Instructor: Dr. Tori Ellison, vellison@illinois.edu

Friday 1:30pm-3:30pm CST

Location: Computer Applications Building 138 and Zoom

TA: Abhishek Ojha, ojha4@illinois.edu

Wednesday 3-5pm

Location: English Building 150

Course Goals

This will be an applied course in unsupervised learning. This course will survey some of the most commonly used clustering algorithms and dimensionality reduction algorithms currently used by data scientists. Students will apply these algorithms to real and artificial datasets in Python.

In this course we will do the following.

Learn a series of tools (algorithms) that allow us to discover and describe hidden insights contained in high-dimensional unlabeled data.
Specifically given real-world data sets, students should be able to code a full unsupervised learning analysis in Python. This includes the following.
- Be able to justify when/if it is useful to use a clustering algorithm or dimensionality reduction algorithm for a given dataset, research question, and reserach scenario.
- Be able to justify which clustering and/or dimensionality reduction algorithms are most appropriate to use for a given dataset, research question, and research scenario.
- If the clustering and/or dimensionality reduction algorithm has different settings/parameters that can be utilized, be able to justify which parameters to use
- Be able to justify the evaluation metric(s)/methods that were used to: a.) select which algorithm/model/parameters to use as well b.) describe the nature of the results.
- Be able to interpret the results of the algorithms and effectively communicate as many hidden insights as possible about the dataset.
- Be able to understand how different aspects of data pre-processing might affect the results of the unsupervised learning algorithms.
- Be able to use these unsupervised learning insights to help make predictions as well as make good business decisions.
In general, students should also know the the following.
- How each algorithm works and the output of each algorithm.
- How each algorithm evaluation metric works.
- Develop an intuition for what happens when we apply to these algorithms and evaluation metrics to 2-d datasets.
- Students should know how to conduct at least one iteration of these algorithms and calculate these evaluation metrics by hand.
- Students should know how to code these algorithms and evaluation metrics by hand.
- Students should demonstrate best practices when effectively communicating and presenting data science results. (Ie: titles on graphs, label the axes etc.)

Prerequisites

MATH415 Applied Linear Algebra: Some algorithms will involve knowledge of:
- Eigenvectors and Eigenvalues
- Orthogonality
- Matrix operations
- Vector Norms
STAT410 Statistics and Probability II: Some algorithms will involve knowledge of:
- Maximum Likelihood Estimation

Useful Experience (but not required):

Ideally, students will have had some experience using Python. However, we will dedicate parts of the lecture and some tutorials towards using Python (for the purpose of conducting an unsupervised learning analysis) for those who haven't.

Course Section

Lectures

Synchronous In-Person Lecture
MWF 12am-12:50pm CST
106B8 Engineering Hall

You aren't *required* to attend the lecture, but you're *encouraged* to attend if you can make it though. Attending lecture at a fixed time will provide you with the opportunity to learn and ask questions from the instructor, the TAs, and your classmates.

Course Materials

Laptop Computer: You need a laptop running Windows, OS X, or Linux. Tablets, Chromebooks, and iPads are not supported. You will need to be able to install Python to complete the labs (instructions provided).
Some version of Anaconda:
- Anaconda is a free and open-source distribution of the Python and R programming languages.

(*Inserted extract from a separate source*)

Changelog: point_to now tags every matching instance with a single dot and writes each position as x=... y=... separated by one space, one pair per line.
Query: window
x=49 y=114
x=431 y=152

It comes equipped with many common Python packages and applications that allow you to code in Python in a variety of different ways. One of the applications Anaconda includes is the Jupyter Notebook application.
- Jupyter Notebooksare often used for writing data science reports that also need to be integrated with interactive Python code blocks. Part of our assignments will involve working on and submitting (on Canvas) Jupyter Notebooks.
- If you do not yet have some version of Anacondas installed on your computer and are unfamiliar with how to use Jupyter notebooks, these steps can help you get started.
Lecture notes: These will be posted on the course website. Each new day's lecture notes should be available within one hour of class at the latest.
Online Books: For an introductory-level overview of the concepts and algorithms that we will discuss in this course, the chapters below can be useful resources. However, given that data science is a modern and ever-changing field that is built upon the trial and error of current data scientists, we will be supplementing these base resources with more applied/current papers describing best practices and applied tips as well. Check back here as the semester progresses (or on the course schedule) for more useful resources.
Important Note: You will only be expected to know content that was covered in the lectures or assignments. (So we will not necessarily test you on ALL content that is described in these resources. But if you would like a different resource/way that explains the concepts that we discuss in this course, I would suggest taking a look at these resources first. If you're still confused on a topic, I can try to refer you to a different resource if you ask.)
- Chapter 7, Cluster Analysis: Basic Concepts and Algorithms, [P. Tan, M. Steinbach, A. Karpatne, and V. Kumar (2018) Introduction to Data Mining (2nd ed)]
- Chapter 8, Cluster Analysis: Additional Issues and Algorithms (see our Canvas Files page for this chapter), [P. Tan, M. Steinbach, A. Karpatne, and V. Kumar (2018) Introduction to Data Mining (2nd ed)]
- Appendix B, Dimensionality Reduction, [P. Tan, M. Steinbach, A. Karpatne, and V. Kumar (2018) Introduction to Data Mining (2nd ed)]
Need a Quick Refresher on Certain Concepts?:
- Appendix A, Linear Algebra, [P. Tan, M. Steinbach, A. Karpatne, and V. Kumar (2018) Introduction to Data Mining (2nd ed)]
- Appendix C and D, Probability, Statistics, and Regression, [P. Tan, M. Steinbach, A. Karpatne, and V. Kumar (2018) Introduction to Data Mining (2nd ed)]
- Appendix E, Optimization (from your Calculus classes), [P. Tan, M. Steinbach, A. Karpatne, and V. Kumar (2018) Introduction to Data Mining (2nd ed)]

Homework Assignments
There will be twelve homework assignments each worth 30 points that will be given during the semester as we cover the corresponding material. The lowest two homework scores will be dropped. Homework must be turned in through Compass on the due dates (see schedule) by 11:59pm CST.

How to submit homework:

All homework assignments should be submitted on Compass.
All homework assignments will involve coding in Python. You should submit your code in an ipynb.
Some homework assignments may required you write out some of your answers by hand. Please scan(or take a picture of) these documents and submit them on you Compass assignment as well. (There are many scanner apps that you can download on your smartphone. Please let me know if don't have the appropriate technology to submit these and we can work something out.)
Please clearly mark and number the questions that you are answering in your code and scanned documents.

Late Policies:

Homework that is late by 5 minutes up to 24 hours will be deducted 9 points.
Homework that is late by more than 24 hours will receive 0 points.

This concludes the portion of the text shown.